Still, I couldn’t help feeling excited about finally being in the Old World. I was excited to touchdown on a continent I’d never been to, to get to know a country and culture I’ve only known secondhand, represented with purpose (à la Tinder). With the nagging thought that I was arriving in the region of the world from which North America’s original colonizers came, I continued on my British adventures anyway.

This feeling of dissonance didn’t go away; in fact, as we explored the Oxford University Museum of Natural History (already a problematic label on its own) and the Pitt Rivers Museum within it, I found myself and my experiences at odds with my values. Spanning all floors of the Pitt Rivers Museum—a large room with upper level floors overlooking the main floor below—was a Haida Gwaii totem pole, overlooking the maze of glass cases housing all kinds of archaeological artifacts, including masks, clothing, toys, weapons, and so on, of the Haida Gwaii people.

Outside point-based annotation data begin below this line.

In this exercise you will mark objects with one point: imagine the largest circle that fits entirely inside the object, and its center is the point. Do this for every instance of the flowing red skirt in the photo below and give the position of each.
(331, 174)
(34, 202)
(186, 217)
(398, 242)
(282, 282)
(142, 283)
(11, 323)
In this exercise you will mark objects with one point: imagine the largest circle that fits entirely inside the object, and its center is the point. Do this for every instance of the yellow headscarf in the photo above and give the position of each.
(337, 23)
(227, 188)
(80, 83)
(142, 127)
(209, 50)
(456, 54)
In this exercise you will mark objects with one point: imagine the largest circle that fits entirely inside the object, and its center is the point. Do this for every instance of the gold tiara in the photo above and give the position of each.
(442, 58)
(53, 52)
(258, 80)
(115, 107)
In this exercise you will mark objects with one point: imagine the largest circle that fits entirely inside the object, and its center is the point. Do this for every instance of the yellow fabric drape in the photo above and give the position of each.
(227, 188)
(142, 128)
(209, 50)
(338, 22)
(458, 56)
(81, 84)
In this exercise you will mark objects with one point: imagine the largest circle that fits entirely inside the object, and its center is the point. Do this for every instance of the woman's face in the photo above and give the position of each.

I wondered at a sign overlooking the room describing the totem pole as something that was “discouraged” by the missionaries who settled in North America, and sent totem poles and other similar meaningful pieces to be ogled at in the Old World—as I myself was doing at that moment—where the impression of Indigenous peoples becomes that of the Dead or Vanishing Indian. As I admired cases of various dolls, coins, or bows and arrows, I felt distinctly uncomfortable at the placement of cultural artifacts from the distant past beside the cultural treasures of the strong, living peoples of today.

At this point in the Tinder date, England seems to be saying somewhat problematic things, but not so offensive that it ruins the whole date; given the fact that England is so aesthetically pleasing, some potentially dubious comments can be disregarded at this point.

But then, England doesn’t hold the door open. As my awed eyes looked up at buildings from the past, admiring the unique architecture, my tired legs strolled along Oxford’s narrow walkways and unevenly paved streets, climbed up and down stairs or superfluous steps. All this difficulty, for those in wheelchairs and such, for the purpose of preserving old beauty.

Despite all this, I am captivated by the old beauty. This world is resilient, built by brick and stone and weathered by time. I am intrigued by its longevity, tradition, and I hunger for the thoughts born into people who walked these streets.

Despite its faults, England is still beautiful. England is very human. Stunning, awe inspiring, but equally fallible, and simultaneously so… containing multitudes, as humans do, and in more ways than one.